Mes plus grands succès, bien loin du format standard de la bande dessinée basé sur le récit, passe du coq à l’âne. Ou plutôt du strip à l’affiche. Trapier alterne entre des scènes de vies – celles de personnages aléatoirement nommés Giscard ou encore Macron – et des planches simples qui associent le dessin d’une scène de film culte et le texte d’une chanson de variété française. Et puis parfois Trapier dévie, il questionne la psychanalyse, pose des questions métaphysiques, fait des essais typographiques, joue avec une invasion de martiens, un Perret qui oublie les paroles de ses tubes.

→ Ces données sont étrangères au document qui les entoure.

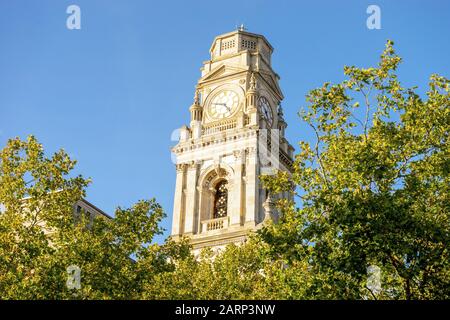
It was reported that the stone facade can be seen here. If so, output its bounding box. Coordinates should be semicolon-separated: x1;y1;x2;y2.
172;29;294;250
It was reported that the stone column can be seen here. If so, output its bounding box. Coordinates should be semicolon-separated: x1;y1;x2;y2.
172;163;186;236
229;151;245;226
245;147;259;226
184;162;198;235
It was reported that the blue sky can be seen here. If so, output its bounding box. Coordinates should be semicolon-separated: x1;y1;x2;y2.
0;0;450;240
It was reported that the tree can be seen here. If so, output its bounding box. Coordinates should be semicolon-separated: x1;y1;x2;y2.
0;136;189;299
261;41;450;299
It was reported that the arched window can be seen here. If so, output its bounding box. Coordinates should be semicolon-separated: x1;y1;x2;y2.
213;181;228;219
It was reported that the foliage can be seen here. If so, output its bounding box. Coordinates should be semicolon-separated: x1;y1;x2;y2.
0;136;189;299
262;41;450;299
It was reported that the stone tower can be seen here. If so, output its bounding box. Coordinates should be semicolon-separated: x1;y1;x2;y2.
172;28;294;250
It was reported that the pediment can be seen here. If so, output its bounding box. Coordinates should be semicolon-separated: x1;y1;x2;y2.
259;72;283;99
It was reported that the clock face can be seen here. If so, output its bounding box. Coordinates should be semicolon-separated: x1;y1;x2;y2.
259;97;273;126
208;90;239;119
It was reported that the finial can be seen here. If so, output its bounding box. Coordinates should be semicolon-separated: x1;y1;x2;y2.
250;72;256;90
194;90;200;105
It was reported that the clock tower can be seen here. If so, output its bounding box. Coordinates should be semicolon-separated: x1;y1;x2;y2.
172;27;294;251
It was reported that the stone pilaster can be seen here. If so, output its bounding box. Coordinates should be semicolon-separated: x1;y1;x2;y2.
172;164;186;236
184;163;198;234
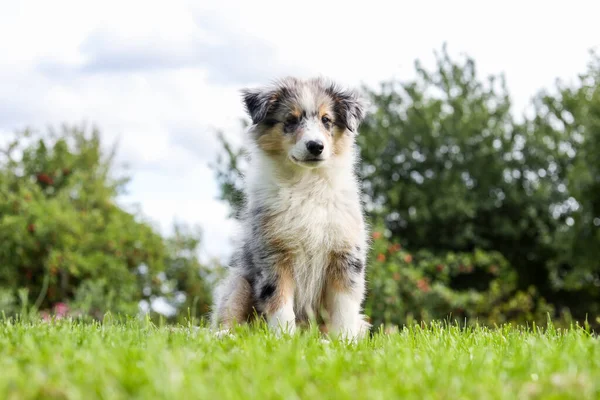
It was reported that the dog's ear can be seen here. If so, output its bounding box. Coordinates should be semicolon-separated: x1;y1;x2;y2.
328;84;365;133
242;88;277;125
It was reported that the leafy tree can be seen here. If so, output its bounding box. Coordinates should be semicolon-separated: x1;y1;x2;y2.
528;53;600;319
215;46;600;321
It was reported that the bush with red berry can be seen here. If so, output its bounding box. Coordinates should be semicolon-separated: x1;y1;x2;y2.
365;230;552;327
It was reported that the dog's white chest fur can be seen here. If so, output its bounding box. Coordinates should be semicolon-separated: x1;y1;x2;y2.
247;159;364;318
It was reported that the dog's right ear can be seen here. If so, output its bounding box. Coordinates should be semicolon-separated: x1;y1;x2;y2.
242;89;277;125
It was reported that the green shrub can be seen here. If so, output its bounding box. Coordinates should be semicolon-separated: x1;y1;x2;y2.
365;227;552;327
0;127;210;318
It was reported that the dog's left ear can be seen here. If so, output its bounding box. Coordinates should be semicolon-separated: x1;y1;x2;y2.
242;88;277;125
329;85;365;133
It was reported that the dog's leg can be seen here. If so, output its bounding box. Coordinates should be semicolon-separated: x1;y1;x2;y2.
325;252;369;340
259;268;296;335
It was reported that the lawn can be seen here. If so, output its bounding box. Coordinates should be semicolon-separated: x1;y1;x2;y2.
0;320;600;400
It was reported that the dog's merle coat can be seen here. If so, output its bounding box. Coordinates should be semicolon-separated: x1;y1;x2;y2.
212;78;369;338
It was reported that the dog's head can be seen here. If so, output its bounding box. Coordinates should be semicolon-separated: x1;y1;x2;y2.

Mais les apparences sont parfois trompeuses, les satires de Trapier n’ont pas pour but principal d’être politisées. Toutes ressemblances avec des personnages existants est d’ailleurs fortuite. Macron – ou plutôt Ma’con, héros d’un monde sans r – est en fait une parodie de Trapier lui-même, présenté comme un petit bourgeois provincial qui philosophe les pieds dans sa piscine. Giscard et sa femme, Giscarda, sont un couple de retraités banlieusards conventionnels mais pas moins déjantés qui questionnent les traditions et tuent le temps avec créativité.

Qui ne séduira que les convertis

Une chose est sûre c’est que Trapier ne manque pas de culture, ni d’imagination. Mais son humour et ses références, quant à eux, manquent parfois – souvent même – d’universalité. Trapier nous plonge dans des délires qui sont les siens – et ceux d’un public certainement déjà séduit – sans toujours se préoccuper du lecteur qui n’a pas les outils pour les décoder. En sommes si vous êtes déjà conquis, foncez en libraire mais réfléchissez peut-être avant d’en faire un cadeau d’anniversaire.